PADP 7120 Data Applications in PA

class: center, middle, inverse, title-slide

.title[
# PADP 7120 Data Applications in PA
]
.subtitle[
## Regression with Nonlinear Variables
]
.author[
### Alex Combs
]
.institute[
### UGA | SPIA | PADP
]
.date[
### Last updated: April 02, 2025
]

---

# Outline

- Why use nonlinear variables

- How to interpret coefficients for nonlinear variables

- Assess goodness of fit

---
# Why use nonlinear variables

- The relationship between `$x$` and `$y$` may not follow a linear path

---
# Common nonlinear variables

- Quadratic model

- Logarithmic transformations
  - Log-log
  - Log-level
  - Level-log

---
# Quadratic model

`$$y=\beta_0+\beta_1x_1+\beta_2x_1^2+\beta_3x_2+...+\beta_kx_k+\epsilon$$`

- `$x_1$` appears twice in the regression model above

- The regression model includes a linear term, `$x_1$`, and a quadratic term, `$x_1^2$`

- Any variable in the regression model could be modeled quadratic

`$$y=\beta_0+\beta_1x_1+\beta_2x_2+\beta_3x_2^2+...+\beta_kx_k+\epsilon$$`

---
# Quadratic model

`$$y=\beta_0+\beta_1x_1+\beta_2x_1^2+\beta_3x_2+...+\beta_kx_{k-1}+\epsilon$$`

.pull-left[
If relationship between `$x$` and `$y$` is initially negative then eventually positive, linear term, `$b_1$`, will be negative and quadratic term, `$b_2$`, will be positive. 
]

.pull-right[
If relationship between `$x$` and `$y$` is initially positive then eventually negative, linear term, `$b_1$`, will be positive and quadratic term, `$b_2$`, will be negative.
]

---
# Examples of quadratic relationships

- Tax rates on tax revenues (or many cases of price vs. revenue)

- Administrative staff on efficiency

- Class size on student performance

- Work hours on productivity

- Public health campaign intensity and behavior change

---
# Quadratic regression

- **Population model:**

`$$y=\beta_0+\beta_1x_1+\beta_2x_1^2+\epsilon$$`

- We run the regression model and obtain some estimates for our sample model

`$$\hat{y}=b_0+b_1x_1+b_2x_1^2$$`

- Can then answer the same two questions:
  - Predicted change in `$y$` given a unit-change in `$x$`?
  - Predicted value of `$y$` given a value of `$x$`?

- Third question unique to quadratic relationship:
  - At what value of `$x$` is `$y$` at its predicted maximum or minimum?

---
# Linear vs.
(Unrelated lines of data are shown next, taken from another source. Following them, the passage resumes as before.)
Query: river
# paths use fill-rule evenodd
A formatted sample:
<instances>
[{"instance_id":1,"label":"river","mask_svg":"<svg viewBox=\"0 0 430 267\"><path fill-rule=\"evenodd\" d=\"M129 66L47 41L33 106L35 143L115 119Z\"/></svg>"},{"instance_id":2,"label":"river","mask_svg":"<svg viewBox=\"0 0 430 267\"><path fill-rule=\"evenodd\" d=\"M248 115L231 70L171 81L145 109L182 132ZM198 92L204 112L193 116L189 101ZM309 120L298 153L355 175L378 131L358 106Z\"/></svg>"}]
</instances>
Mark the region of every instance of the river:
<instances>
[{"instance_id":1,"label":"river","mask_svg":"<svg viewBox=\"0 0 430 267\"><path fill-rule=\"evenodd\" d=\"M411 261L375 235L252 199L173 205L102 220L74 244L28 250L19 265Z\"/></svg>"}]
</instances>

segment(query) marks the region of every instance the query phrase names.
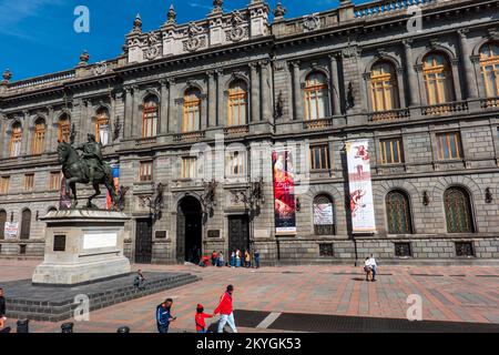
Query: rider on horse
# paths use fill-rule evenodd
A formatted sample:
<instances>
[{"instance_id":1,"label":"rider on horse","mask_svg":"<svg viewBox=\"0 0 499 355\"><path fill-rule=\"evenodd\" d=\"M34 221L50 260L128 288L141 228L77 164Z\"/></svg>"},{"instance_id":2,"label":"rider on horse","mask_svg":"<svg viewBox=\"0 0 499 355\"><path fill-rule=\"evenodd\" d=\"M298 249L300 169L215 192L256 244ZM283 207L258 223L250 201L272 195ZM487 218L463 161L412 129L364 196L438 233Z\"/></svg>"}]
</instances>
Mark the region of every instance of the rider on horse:
<instances>
[{"instance_id":1,"label":"rider on horse","mask_svg":"<svg viewBox=\"0 0 499 355\"><path fill-rule=\"evenodd\" d=\"M95 141L95 135L88 134L88 142L77 146L77 150L82 151L82 159L85 161L89 168L89 180L93 184L95 180L99 180L96 173L100 172L105 175L104 171L104 158L101 152L101 144Z\"/></svg>"}]
</instances>

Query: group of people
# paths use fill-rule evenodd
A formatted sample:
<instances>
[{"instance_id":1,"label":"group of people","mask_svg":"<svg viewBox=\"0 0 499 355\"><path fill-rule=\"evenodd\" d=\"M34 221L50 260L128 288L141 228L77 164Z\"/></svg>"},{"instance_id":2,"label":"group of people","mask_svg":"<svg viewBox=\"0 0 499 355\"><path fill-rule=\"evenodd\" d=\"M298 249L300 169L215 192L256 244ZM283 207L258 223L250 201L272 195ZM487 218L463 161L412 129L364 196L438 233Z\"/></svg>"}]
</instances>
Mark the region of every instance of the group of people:
<instances>
[{"instance_id":1,"label":"group of people","mask_svg":"<svg viewBox=\"0 0 499 355\"><path fill-rule=\"evenodd\" d=\"M218 305L213 313L205 313L203 305L198 304L194 315L195 328L197 333L207 333L206 318L212 318L220 315L218 333L223 333L225 325L228 325L233 333L237 333L234 321L234 307L232 297L234 294L234 286L228 285L222 295ZM167 298L156 307L156 325L159 333L169 333L170 324L176 321L176 316L172 314L173 300Z\"/></svg>"},{"instance_id":2,"label":"group of people","mask_svg":"<svg viewBox=\"0 0 499 355\"><path fill-rule=\"evenodd\" d=\"M367 282L376 282L376 275L378 274L378 264L376 258L371 254L370 257L366 257L364 263L364 272L366 273Z\"/></svg>"},{"instance_id":3,"label":"group of people","mask_svg":"<svg viewBox=\"0 0 499 355\"><path fill-rule=\"evenodd\" d=\"M238 250L233 250L228 261L225 261L223 252L213 251L212 253L213 266L230 266L230 267L255 267L259 268L259 252L255 250L252 254L248 250L244 251L244 254Z\"/></svg>"},{"instance_id":4,"label":"group of people","mask_svg":"<svg viewBox=\"0 0 499 355\"><path fill-rule=\"evenodd\" d=\"M0 287L0 333L10 333L10 327L6 326L6 298L3 297L3 288Z\"/></svg>"}]
</instances>

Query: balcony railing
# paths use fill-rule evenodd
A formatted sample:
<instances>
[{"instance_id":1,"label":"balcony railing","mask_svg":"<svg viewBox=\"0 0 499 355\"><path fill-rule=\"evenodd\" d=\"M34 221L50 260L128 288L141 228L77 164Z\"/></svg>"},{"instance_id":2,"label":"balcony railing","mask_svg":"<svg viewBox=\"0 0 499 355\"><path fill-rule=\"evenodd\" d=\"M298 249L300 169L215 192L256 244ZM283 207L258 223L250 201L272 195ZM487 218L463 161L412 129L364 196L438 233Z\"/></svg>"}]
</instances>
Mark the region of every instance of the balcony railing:
<instances>
[{"instance_id":1,"label":"balcony railing","mask_svg":"<svg viewBox=\"0 0 499 355\"><path fill-rule=\"evenodd\" d=\"M135 142L136 142L136 145L155 144L156 143L156 138L155 136L142 138L140 140L136 140Z\"/></svg>"},{"instance_id":2,"label":"balcony railing","mask_svg":"<svg viewBox=\"0 0 499 355\"><path fill-rule=\"evenodd\" d=\"M333 119L319 119L305 121L303 128L305 130L327 130L333 126Z\"/></svg>"},{"instance_id":3,"label":"balcony railing","mask_svg":"<svg viewBox=\"0 0 499 355\"><path fill-rule=\"evenodd\" d=\"M410 116L409 109L398 109L398 110L389 110L383 112L371 112L369 113L369 121L378 122L378 121L391 121L391 120L400 120Z\"/></svg>"},{"instance_id":4,"label":"balcony railing","mask_svg":"<svg viewBox=\"0 0 499 355\"><path fill-rule=\"evenodd\" d=\"M499 108L499 97L480 100L482 109Z\"/></svg>"},{"instance_id":5,"label":"balcony railing","mask_svg":"<svg viewBox=\"0 0 499 355\"><path fill-rule=\"evenodd\" d=\"M247 125L233 125L224 129L225 135L245 135L249 133L249 126Z\"/></svg>"},{"instance_id":6,"label":"balcony railing","mask_svg":"<svg viewBox=\"0 0 499 355\"><path fill-rule=\"evenodd\" d=\"M201 141L206 136L204 131L196 131L196 132L186 132L181 134L175 134L173 136L174 142L190 142L190 141Z\"/></svg>"},{"instance_id":7,"label":"balcony railing","mask_svg":"<svg viewBox=\"0 0 499 355\"><path fill-rule=\"evenodd\" d=\"M430 106L424 106L421 113L422 115L434 115L434 114L446 114L467 111L468 111L467 102L447 102L434 104Z\"/></svg>"},{"instance_id":8,"label":"balcony railing","mask_svg":"<svg viewBox=\"0 0 499 355\"><path fill-rule=\"evenodd\" d=\"M369 2L355 7L355 18L364 19L375 16L391 14L394 12L407 11L408 8L427 6L436 3L437 0L386 0Z\"/></svg>"}]
</instances>

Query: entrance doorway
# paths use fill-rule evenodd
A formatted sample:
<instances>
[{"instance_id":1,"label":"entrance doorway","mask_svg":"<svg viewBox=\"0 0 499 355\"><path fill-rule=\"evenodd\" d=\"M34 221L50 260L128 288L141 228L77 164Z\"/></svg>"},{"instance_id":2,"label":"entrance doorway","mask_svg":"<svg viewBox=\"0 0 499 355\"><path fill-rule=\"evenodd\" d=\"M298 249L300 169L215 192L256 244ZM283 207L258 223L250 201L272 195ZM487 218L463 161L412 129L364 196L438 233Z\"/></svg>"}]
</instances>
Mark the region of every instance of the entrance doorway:
<instances>
[{"instance_id":1,"label":"entrance doorway","mask_svg":"<svg viewBox=\"0 0 499 355\"><path fill-rule=\"evenodd\" d=\"M228 217L228 255L233 250L249 250L249 219L247 215L234 215Z\"/></svg>"},{"instance_id":2,"label":"entrance doorway","mask_svg":"<svg viewBox=\"0 0 499 355\"><path fill-rule=\"evenodd\" d=\"M203 253L203 210L201 203L192 197L184 197L176 217L176 260L179 263L198 264Z\"/></svg>"},{"instance_id":3,"label":"entrance doorway","mask_svg":"<svg viewBox=\"0 0 499 355\"><path fill-rule=\"evenodd\" d=\"M135 263L152 262L152 219L136 220Z\"/></svg>"}]
</instances>

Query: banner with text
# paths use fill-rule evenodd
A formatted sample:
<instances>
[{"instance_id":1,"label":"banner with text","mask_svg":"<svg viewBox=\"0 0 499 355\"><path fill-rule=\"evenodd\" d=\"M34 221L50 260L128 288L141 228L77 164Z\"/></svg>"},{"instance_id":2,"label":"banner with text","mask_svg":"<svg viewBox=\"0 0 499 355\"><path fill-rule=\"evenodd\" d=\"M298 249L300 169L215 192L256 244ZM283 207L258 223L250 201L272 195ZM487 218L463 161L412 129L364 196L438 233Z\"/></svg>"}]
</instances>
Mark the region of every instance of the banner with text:
<instances>
[{"instance_id":1,"label":"banner with text","mask_svg":"<svg viewBox=\"0 0 499 355\"><path fill-rule=\"evenodd\" d=\"M118 193L120 191L120 165L112 165L113 170L113 186L114 192ZM113 209L113 200L108 191L105 196L105 207L110 211Z\"/></svg>"},{"instance_id":2,"label":"banner with text","mask_svg":"<svg viewBox=\"0 0 499 355\"><path fill-rule=\"evenodd\" d=\"M347 142L346 150L353 232L375 232L376 221L373 202L369 142Z\"/></svg>"},{"instance_id":3,"label":"banner with text","mask_svg":"<svg viewBox=\"0 0 499 355\"><path fill-rule=\"evenodd\" d=\"M276 234L296 234L295 181L292 152L272 153Z\"/></svg>"}]
</instances>

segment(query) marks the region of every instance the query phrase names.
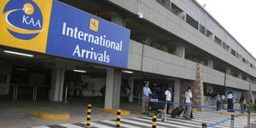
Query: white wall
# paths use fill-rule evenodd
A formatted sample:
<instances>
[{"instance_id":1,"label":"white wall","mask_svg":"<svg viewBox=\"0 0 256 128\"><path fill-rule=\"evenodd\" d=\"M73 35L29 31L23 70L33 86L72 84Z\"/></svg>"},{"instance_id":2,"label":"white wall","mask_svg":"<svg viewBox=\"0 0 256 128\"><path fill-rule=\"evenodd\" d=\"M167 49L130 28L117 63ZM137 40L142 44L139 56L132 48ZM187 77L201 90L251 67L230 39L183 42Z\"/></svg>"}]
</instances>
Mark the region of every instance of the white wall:
<instances>
[{"instance_id":1,"label":"white wall","mask_svg":"<svg viewBox=\"0 0 256 128\"><path fill-rule=\"evenodd\" d=\"M89 91L83 91L84 96L100 96L101 93L98 91L90 90L100 90L102 87L106 84L106 78L90 78L90 76L82 76L81 80L84 83L88 83L87 88Z\"/></svg>"},{"instance_id":2,"label":"white wall","mask_svg":"<svg viewBox=\"0 0 256 128\"><path fill-rule=\"evenodd\" d=\"M45 84L46 81L46 75L42 73L29 73L29 84Z\"/></svg>"}]
</instances>

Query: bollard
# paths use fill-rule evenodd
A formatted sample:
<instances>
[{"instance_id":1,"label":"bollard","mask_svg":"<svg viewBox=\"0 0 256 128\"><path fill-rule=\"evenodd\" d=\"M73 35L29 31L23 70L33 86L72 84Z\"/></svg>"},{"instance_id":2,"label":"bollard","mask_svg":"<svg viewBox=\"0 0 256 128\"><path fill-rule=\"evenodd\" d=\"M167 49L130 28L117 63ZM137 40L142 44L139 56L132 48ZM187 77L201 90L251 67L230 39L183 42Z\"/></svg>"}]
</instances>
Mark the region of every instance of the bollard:
<instances>
[{"instance_id":1,"label":"bollard","mask_svg":"<svg viewBox=\"0 0 256 128\"><path fill-rule=\"evenodd\" d=\"M251 112L250 110L248 110L247 112L247 128L250 128L251 127Z\"/></svg>"},{"instance_id":2,"label":"bollard","mask_svg":"<svg viewBox=\"0 0 256 128\"><path fill-rule=\"evenodd\" d=\"M85 127L90 127L91 104L88 104L87 108L87 122Z\"/></svg>"},{"instance_id":3,"label":"bollard","mask_svg":"<svg viewBox=\"0 0 256 128\"><path fill-rule=\"evenodd\" d=\"M152 128L156 128L156 116L154 115L152 119Z\"/></svg>"},{"instance_id":4,"label":"bollard","mask_svg":"<svg viewBox=\"0 0 256 128\"><path fill-rule=\"evenodd\" d=\"M15 92L16 92L16 84L14 84L14 95L13 95L13 101L15 101Z\"/></svg>"},{"instance_id":5,"label":"bollard","mask_svg":"<svg viewBox=\"0 0 256 128\"><path fill-rule=\"evenodd\" d=\"M67 102L67 87L66 87L66 90L65 90L65 102Z\"/></svg>"},{"instance_id":6,"label":"bollard","mask_svg":"<svg viewBox=\"0 0 256 128\"><path fill-rule=\"evenodd\" d=\"M166 110L166 111L165 111L165 118L162 119L162 121L166 121L167 103L168 103L167 101L166 101L166 104L165 104L165 105L166 105L166 107L165 107L165 108L166 108L166 109L165 109L165 110Z\"/></svg>"},{"instance_id":7,"label":"bollard","mask_svg":"<svg viewBox=\"0 0 256 128\"><path fill-rule=\"evenodd\" d=\"M234 115L231 115L230 128L234 128L234 124L235 124L235 118Z\"/></svg>"},{"instance_id":8,"label":"bollard","mask_svg":"<svg viewBox=\"0 0 256 128\"><path fill-rule=\"evenodd\" d=\"M120 119L121 119L121 110L118 109L118 111L116 112L116 124L115 124L116 128L120 127L120 121L121 121Z\"/></svg>"},{"instance_id":9,"label":"bollard","mask_svg":"<svg viewBox=\"0 0 256 128\"><path fill-rule=\"evenodd\" d=\"M202 128L207 128L207 124L202 123L201 126L202 126Z\"/></svg>"}]
</instances>

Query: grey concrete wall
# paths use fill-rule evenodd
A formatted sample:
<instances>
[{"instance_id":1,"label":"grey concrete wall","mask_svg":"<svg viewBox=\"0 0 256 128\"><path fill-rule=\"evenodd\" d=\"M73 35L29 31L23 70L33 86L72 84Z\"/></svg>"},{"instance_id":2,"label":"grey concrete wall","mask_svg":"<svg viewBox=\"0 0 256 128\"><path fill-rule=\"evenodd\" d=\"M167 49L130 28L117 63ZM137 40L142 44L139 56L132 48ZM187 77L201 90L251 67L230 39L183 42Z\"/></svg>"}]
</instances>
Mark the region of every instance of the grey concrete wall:
<instances>
[{"instance_id":1,"label":"grey concrete wall","mask_svg":"<svg viewBox=\"0 0 256 128\"><path fill-rule=\"evenodd\" d=\"M134 14L137 14L137 0L108 0L125 9L127 9Z\"/></svg>"},{"instance_id":2,"label":"grey concrete wall","mask_svg":"<svg viewBox=\"0 0 256 128\"><path fill-rule=\"evenodd\" d=\"M143 71L186 79L195 79L196 63L144 45Z\"/></svg>"},{"instance_id":3,"label":"grey concrete wall","mask_svg":"<svg viewBox=\"0 0 256 128\"><path fill-rule=\"evenodd\" d=\"M196 63L131 40L128 68L195 80Z\"/></svg>"},{"instance_id":4,"label":"grey concrete wall","mask_svg":"<svg viewBox=\"0 0 256 128\"><path fill-rule=\"evenodd\" d=\"M221 46L216 44L212 39L201 34L196 29L191 27L185 21L182 20L174 14L172 14L172 12L168 11L166 9L165 9L164 7L157 3L154 0L139 0L139 1L134 0L134 2L131 2L131 0L129 1L110 0L110 1L133 13L135 12L136 8L137 8L137 12L142 12L143 14L143 18L145 20L155 24L156 26L159 26L160 27L162 27L163 29L171 32L172 33L183 38L184 40L191 43L192 44L207 51L209 54L216 57L218 57L224 61L226 61L230 65L233 65L234 67L242 70L243 72L247 73L252 76L256 76L256 70L252 69L248 65L243 63L240 59L235 57L227 50L224 49ZM132 5L130 4L129 3L130 2L134 4ZM175 3L178 5L184 3L184 1L180 1L180 3L179 3L178 1L175 1ZM193 5L192 3L190 3L190 2L188 2L186 3L191 4L191 6ZM184 9L189 8L186 7L186 5L183 5L181 7L184 7ZM193 11L195 10L195 9L189 9ZM186 12L186 13L189 14L189 12ZM216 32L218 33L218 34L217 33L214 34L220 35L219 38L223 37L223 34L224 33L224 30L221 29L221 27L218 26L218 24L213 21L213 20L212 20L212 23L211 23L210 19L208 19L207 26L209 26L209 27L210 25L212 26L212 31L213 29L216 29L213 32ZM230 40L230 42L232 42L232 43L227 43L232 48L233 46L234 48L240 47L239 44L236 43L234 39L232 39L232 38L230 37L230 39L227 40ZM255 63L255 60L252 57L248 57L250 56L248 55L248 53L245 51L241 47L240 50L241 50L240 53L241 55L244 55L243 56L247 57L247 59L251 58L252 60L249 60L249 61Z\"/></svg>"},{"instance_id":5,"label":"grey concrete wall","mask_svg":"<svg viewBox=\"0 0 256 128\"><path fill-rule=\"evenodd\" d=\"M203 81L209 84L224 85L224 73L207 67L203 67Z\"/></svg>"},{"instance_id":6,"label":"grey concrete wall","mask_svg":"<svg viewBox=\"0 0 256 128\"><path fill-rule=\"evenodd\" d=\"M143 45L131 40L128 68L160 75L195 80L196 63L179 56ZM203 67L205 83L224 85L224 73ZM256 91L256 84L252 87ZM249 90L249 83L241 79L226 75L226 86Z\"/></svg>"},{"instance_id":7,"label":"grey concrete wall","mask_svg":"<svg viewBox=\"0 0 256 128\"><path fill-rule=\"evenodd\" d=\"M130 40L128 68L141 71L143 59L142 55L143 44L137 43L136 41Z\"/></svg>"},{"instance_id":8,"label":"grey concrete wall","mask_svg":"<svg viewBox=\"0 0 256 128\"><path fill-rule=\"evenodd\" d=\"M241 90L250 89L249 82L241 80L230 75L226 76L226 86Z\"/></svg>"}]
</instances>

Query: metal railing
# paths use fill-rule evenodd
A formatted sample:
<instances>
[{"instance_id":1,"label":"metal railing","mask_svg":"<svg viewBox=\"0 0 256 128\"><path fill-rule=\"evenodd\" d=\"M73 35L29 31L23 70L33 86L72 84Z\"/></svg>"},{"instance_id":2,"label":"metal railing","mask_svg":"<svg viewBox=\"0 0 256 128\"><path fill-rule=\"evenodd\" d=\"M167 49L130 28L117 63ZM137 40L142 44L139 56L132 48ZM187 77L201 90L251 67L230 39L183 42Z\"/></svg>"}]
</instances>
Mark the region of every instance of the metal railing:
<instances>
[{"instance_id":1,"label":"metal railing","mask_svg":"<svg viewBox=\"0 0 256 128\"><path fill-rule=\"evenodd\" d=\"M217 99L211 96L205 96L205 106L216 106Z\"/></svg>"},{"instance_id":2,"label":"metal railing","mask_svg":"<svg viewBox=\"0 0 256 128\"><path fill-rule=\"evenodd\" d=\"M45 95L45 92L50 88L49 85L44 84L10 84L9 92L12 92L13 101L17 101L21 96L25 96L26 98L32 98L32 101L36 102L38 100L38 94L41 96ZM38 91L41 90L41 91ZM48 93L48 92L47 92Z\"/></svg>"}]
</instances>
Quadratic unit change

**Linear**

`$$\hat{y}=b_0+b_1x_1$$`

- What is the change in `$y$` from a unit-change in `$x_1$`?

`$$\Delta \hat{y} = b_1$$`

- Unit change is constant. Does not depend on the value of `$x$` that is changing

---
# Linear vs. Quadratic unit change

**Quadratic**

`$$\hat{y}=b_0+b_1x_1+b_2x_1^2$$`

- What is the change in `$y$` from a unit-change in `$x$`?

`$$\Delta \hat{y} = b_1+2b_2x_1$$`

- Depends on the starting value of `$x$`

---
# Finding Max or Min

`$$\hat{y}=b_0+b_1x_1+b_2x_1^2$$`

- At what value of `$x$` is `$y$` at its maximum or minimum?

`$$x = \frac{-b_1}{2b_2}$$`

- Remember, any variable in the model could be quadratic.

`$$\hat{y}=b_0+b_1x_1+b_2x_2+b_3x_2^2$$`

`$$x = \frac{-b_2}{2b_3}$$`

---
# Quadratic regression

`$$y= 100 + 10x - 1x^2$$`

- What is the marginal effect of `$x$` at `$x=3$`?
  - Marginal effect another term for change in `$y$` given a small change in `$x$` like 1 unit
  - Note we need a starting value for `$x$` to answer this question

--
`$$\Delta \hat{y} = b_1+2b_2x_1$$`
`$$\Delta \hat{y}=10+2\times -1 \times 3=10-6=4$$`

- At `$x=3$`, `$y$` is predicted to increase 4 units given a one-unit increase in `$x$`, on average.

---
# Quadratic regression

`$$y= 100 + 10x - 1x^2$$`

- At what value of `$x$` is `$y$` at its maximum?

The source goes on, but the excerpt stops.